Kebijakan melawan radikalisme dan terorisme harus tetap presisi, terukur, dan tepat.

Wakil Ketua Komisi X DPR RI Abdul Fikri Faqih.
Foto: DPR
Wakil Ketua Komisi X DPR RI Abdul Fikri Faqih.

REPUBLIKA.CO.ID, JAKARTA -- Pemerintah diharapkan tidak sampai melakukan kebijakan yang reaksioner untuk menanggulangi radikalisme dan terorisme. Wakil Ketua Komisi X DPR RI Abdul Fikri Faqih mengatakan, kebijakan melawan radikalisme dan terorisme harus tetap presisi, terukur, dan tepat.

"Terorisme, isme, itu kan paham. Terbentuk dari proses yang panjang sehingga kita juga perlu memahami penyelesaiannya juga merupakan proses yang panjang," kata Abdul Fikri Faqih dalam rilis yang diterima, Ahad (10/6).

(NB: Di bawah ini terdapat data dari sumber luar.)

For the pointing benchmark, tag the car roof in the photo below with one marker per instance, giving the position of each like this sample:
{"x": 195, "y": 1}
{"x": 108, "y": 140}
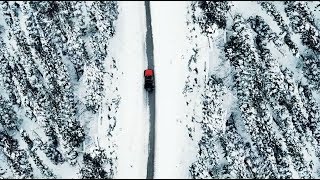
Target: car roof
{"x": 148, "y": 72}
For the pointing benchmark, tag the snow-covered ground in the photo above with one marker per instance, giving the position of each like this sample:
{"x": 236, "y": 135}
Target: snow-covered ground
{"x": 174, "y": 151}
{"x": 132, "y": 129}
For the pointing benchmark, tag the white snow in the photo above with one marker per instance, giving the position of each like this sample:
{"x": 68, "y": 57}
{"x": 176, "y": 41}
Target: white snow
{"x": 132, "y": 129}
{"x": 174, "y": 151}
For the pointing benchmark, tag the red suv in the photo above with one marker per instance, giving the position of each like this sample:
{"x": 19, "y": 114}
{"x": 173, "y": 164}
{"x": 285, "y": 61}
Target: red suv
{"x": 149, "y": 79}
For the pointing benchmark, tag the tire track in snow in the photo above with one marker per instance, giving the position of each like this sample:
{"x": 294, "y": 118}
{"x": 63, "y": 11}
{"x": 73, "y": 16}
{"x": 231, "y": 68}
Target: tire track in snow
{"x": 151, "y": 95}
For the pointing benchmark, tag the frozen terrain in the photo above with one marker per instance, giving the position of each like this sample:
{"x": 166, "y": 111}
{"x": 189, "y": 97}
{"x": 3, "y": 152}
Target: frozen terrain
{"x": 237, "y": 89}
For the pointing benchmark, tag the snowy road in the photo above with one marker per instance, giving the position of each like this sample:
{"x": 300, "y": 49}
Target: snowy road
{"x": 151, "y": 95}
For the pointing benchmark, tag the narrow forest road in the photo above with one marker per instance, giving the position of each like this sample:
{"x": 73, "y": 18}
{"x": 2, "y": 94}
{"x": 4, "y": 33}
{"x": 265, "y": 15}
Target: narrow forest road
{"x": 151, "y": 95}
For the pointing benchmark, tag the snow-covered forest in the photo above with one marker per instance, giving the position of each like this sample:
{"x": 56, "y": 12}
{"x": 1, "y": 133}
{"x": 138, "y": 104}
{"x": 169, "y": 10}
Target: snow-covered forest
{"x": 266, "y": 66}
{"x": 237, "y": 89}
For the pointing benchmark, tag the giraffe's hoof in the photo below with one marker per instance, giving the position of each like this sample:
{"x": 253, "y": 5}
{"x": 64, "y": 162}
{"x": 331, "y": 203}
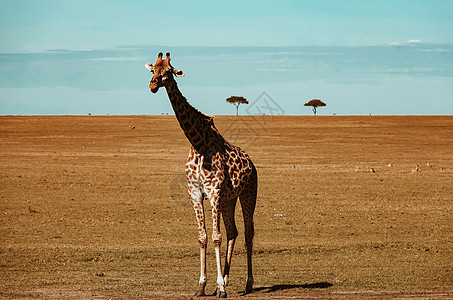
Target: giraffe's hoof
{"x": 199, "y": 293}
{"x": 221, "y": 295}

Politikus PKS itu juga tidak setuju mengenai adanya wacana untuk mendata nomor seluler dan akun media sosial (medsos) mahasiswa dan dosen. Dia menilai hal ini sebagai langkah reaksioner yang tidak perlu dilakukan.

Ia mengingatkan saat ini ada sekitar 7,5 juta mahasiswa, 300 ribu dosen, dan 200 ribu tenaga kependidikan di seluruh Indonesia. Artinya, ada sekitar 8 juta yang mesti diawasi.

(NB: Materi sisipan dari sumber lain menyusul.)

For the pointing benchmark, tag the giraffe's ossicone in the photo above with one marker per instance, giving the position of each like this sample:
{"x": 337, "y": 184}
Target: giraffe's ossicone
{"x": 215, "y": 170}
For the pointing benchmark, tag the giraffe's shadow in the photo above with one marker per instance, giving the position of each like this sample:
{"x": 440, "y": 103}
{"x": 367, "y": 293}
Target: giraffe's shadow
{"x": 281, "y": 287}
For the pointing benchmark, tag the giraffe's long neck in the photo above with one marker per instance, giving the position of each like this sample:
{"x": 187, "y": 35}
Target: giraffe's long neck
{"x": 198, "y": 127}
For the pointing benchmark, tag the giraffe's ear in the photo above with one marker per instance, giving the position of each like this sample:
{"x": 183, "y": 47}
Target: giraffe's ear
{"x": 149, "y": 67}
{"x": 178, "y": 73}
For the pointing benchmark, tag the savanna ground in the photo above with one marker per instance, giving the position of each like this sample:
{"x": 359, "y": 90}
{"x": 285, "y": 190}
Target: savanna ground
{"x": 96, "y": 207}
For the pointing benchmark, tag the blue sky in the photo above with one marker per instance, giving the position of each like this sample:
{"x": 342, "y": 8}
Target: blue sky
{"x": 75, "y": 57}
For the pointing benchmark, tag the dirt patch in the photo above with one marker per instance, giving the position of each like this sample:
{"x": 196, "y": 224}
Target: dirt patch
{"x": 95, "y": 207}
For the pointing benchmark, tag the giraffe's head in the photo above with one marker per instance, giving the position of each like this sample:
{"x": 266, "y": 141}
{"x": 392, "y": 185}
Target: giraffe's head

"Tentu berat sekali untuk mengawasi itu semua. Padahal, Kemenristekdikti masih banyak pekerjaan yang harus dilakukan terkait pendidikan tinggi di negeri ini," kata dia.

Ia sepakat untuk menangkalnya, perlu dilakukan langkah yang sistematis dan menyentuh konsep pendidikan. Sebab, pendidikan merupakan proses yang membentuk pengetahuan dan paham dalam diri seseorang.

Untuk itu, ujar dia, perlu adanya rancangan besar pendidikan yang memadai. Dengan demikian, dia mengatakan, tidak selalu bila ganti pemerintahan akan mengganti kurikulum.

Menteri Riset, Teknologi dan Pendidikan Tinggi (Menristekdikti) Mohamad Nasir mengatakan, penelusuran terhadap media sosial milik mahasiswa yang terduga terpapar paham radikal merupakan salah satu cara menangkal radikalisme dan terorisme. "Itu hanya berbagai cara, di antaranya itu. Medsos kita cari, harus terhindar dari semuanya. Jangan sampai tidak," ujar Nasir di Jakarta, Kamis (7/6).

Menristekdikti mengatakan, penelusuran terhadap media sosial dilakukan bekerja sama dengan Kementerian Kominfo. Jika terbukti media sosial mahasiswa bersangkutan berkaitan paham radikal, akan ditelusuri dan dilakukan diskusi dengan mahasiswa tersebut.

Sebelumnya, Wakil Ketua MPR Mahyudin meminta universitas lebih proaktif dalam pengawasan kegiatan kemahasiswaan di kampusnya. Cara ini agar tidak terkontaminasi paham-paham radikalisme.

"Di setiap universitas itu ada bidang kemahasiswaan. Mereka harus lebih proaktif melakukan pengawasan atas kegiatan-kegiatan kemahasiswaan agar tidak terkontaminasi atau disusupi paham radikalisme," kata Wakil Ketua MPR Mahyudin setelah melakukan sosialisasi empat pilar di Bontang, Kaltim, Rabu (6/6).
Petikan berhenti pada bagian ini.